Hi Christophe and Peter,
Thank you both for your responses - much appreciated. I've not been ignoring this
thread, just leaving it to gather responses whilst I study other areas.
I've just been re-covering this section (and writing a test/learning app) and now see why the merge is necessary (it turns the Entity into a managed one). It's like the opposite of detach. It's a shame that the changes you don't want have to be written to the persistence context (by the merge) and then have to be written back over (by the refresh), but I understand why it's happening.
I've come to the conclusion (difficult if you can't see the book, but useful if authors are reading) that the diagram on p298 is confusing. It shows an entity going from a detached to a managed state and is listed with the operations "merge()/refresh()". This implies that refresh results in a managed Entity, which we know not to be true. The slash also doesn't mean that these operations must be sequential as other parts of the diagram use the slash as the normal 'either/or' operator.

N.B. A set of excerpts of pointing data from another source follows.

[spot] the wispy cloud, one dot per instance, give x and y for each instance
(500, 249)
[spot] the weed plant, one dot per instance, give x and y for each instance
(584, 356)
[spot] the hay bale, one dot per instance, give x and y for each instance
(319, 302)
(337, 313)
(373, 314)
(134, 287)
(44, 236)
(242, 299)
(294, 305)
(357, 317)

So, I have been looking at:
http://download.oracle.com/javaee/6/api/javax/persistence/EntityManager.html and at the basic operations to see how this works. Feel free to correct me if any of the below is wrong - going through it has been a useful revision exercise.
Persist - makes an Entity managed. To invoke this, my Entity must not be managed, or I risk getting a EntityExistsException.
Merge - returns a managed Entity. It doesn't say that it'll throw an exception if the Entity is already managed, although the call wouldn't make much sense.
Refresh - (topic of this thread). Throws an IllegalArgumentException if "the entity is not managed". So, we'd need to make it managed somehow and so merge could be used.
Remove - Throws an IllegalArgumentException if the Entity "is a detached entity". Same as merge.